WASHINGTON (NNS) -- Chaplains within the National Capital Region gathered together at Joint Base Myer-Henderson Hall's Officer's Club to celebrate the 238th anniversary of the Navy Chaplain Corps Nov. 6.
While Nov. 28 marks the official Chaplain Corps anniversary, the Nov. 6 celebration, hosted by chaplains from the Walter Reed National Military Medical Center, marked the first of numerous celebrations to be held globally throughout the month.
The program featured an anniversary video message from the Chief of Navy Chaplains Rear Adm. Mark L. Tidd, highlighting the Chaplain Corps' heritage, and the key role chaplains have played throughout history to support the free exercise of religion for all in the Naval service, both at sea and ashore. Tidd also focused on the need for chaplains "to help our people develop the spiritual resilience to cope with the inevitable hardships of military life."
In his message, Tidd also addressed the challenges service members and families face as they experience the realities and effects of multiple deployments and combat tours. "We can never lose sight of our ability to offer that confidential space-that sanctuary-where our people can regain a sense of wholeness and hope. We must continue to guard and protect this sacred trust placed in us."
The video also made reference to this year's 40th anniversary of women in military chaplaincy, a significant milestone for the Navy as the first service branch to commission a female chaplain.
During his opening remarks, Tidd reflected on how chaplains are "essential to the readiness and resilience of our Sailors, Marines, Coast Guardsmen, their families and, as the tragic shootings at the Washington Navy Yard reminded us, our dedicated civilians." He extended his thanks to all chaplains who have answered the call to serve those "who stand watch at the gates of freedom, who sail in harm's way, and who march to the sound of cannons."
Vice Adm. Matthew L. Nathan, Surgeon General for the U.S. Navy, was the evening's honorary guest speaker focusing on the theme of humanity.
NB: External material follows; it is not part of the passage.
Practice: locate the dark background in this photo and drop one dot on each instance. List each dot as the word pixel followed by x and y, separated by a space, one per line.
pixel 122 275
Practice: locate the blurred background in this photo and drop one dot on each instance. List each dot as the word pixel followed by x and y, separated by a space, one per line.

During his remarks, he emphasized how "we, in Navy medicine, work as partners with chaplains through the most intimate moments in a person's life, from the joy of birth to the sorrow of loss. I can't think of a higher calling than to be present and intercede in these dramatic moments, to provide sustenance to the souls of people to the very end."
Nathan went on to add, "our jobs are to preserve life and bring humanity to anybody and everybody who seek it. The Navy, by design, is America's away team. As Navy chaplains operate forward and embed within units, they are able to bring and maintain humanity for those far away from home. As we go through the anxiety of a changing mission for the Navy, longer deployments, and separation from family, chaplains are often the bridge to humanity and hope that can make that difference."
The ceremonial cake-cutting followed the remarks, honoring the youngest and most senior chaplains present. Lt. William Edmund Newsome had been on active-duty just three days as a Navy chaplain while Capt. Johnny Poole, command chaplain for Naval installations command, has served for 28 years in the Chaplain Corps.
The Walter Reed National Military Medical Center's color guard and the Navy Cruisers, who performed the National Anthem and "Eternal Father Strong to Save," also added to the evening's esprit de corps.
Cmdr. Matthew Stevens delivered the benediction at the close of the ceremony. "Take us back to the sacred moment where we discerned your calling to serve...May we bring clarity to moral confusion, restoration to those who are torn asunder, and hope to all who struggle."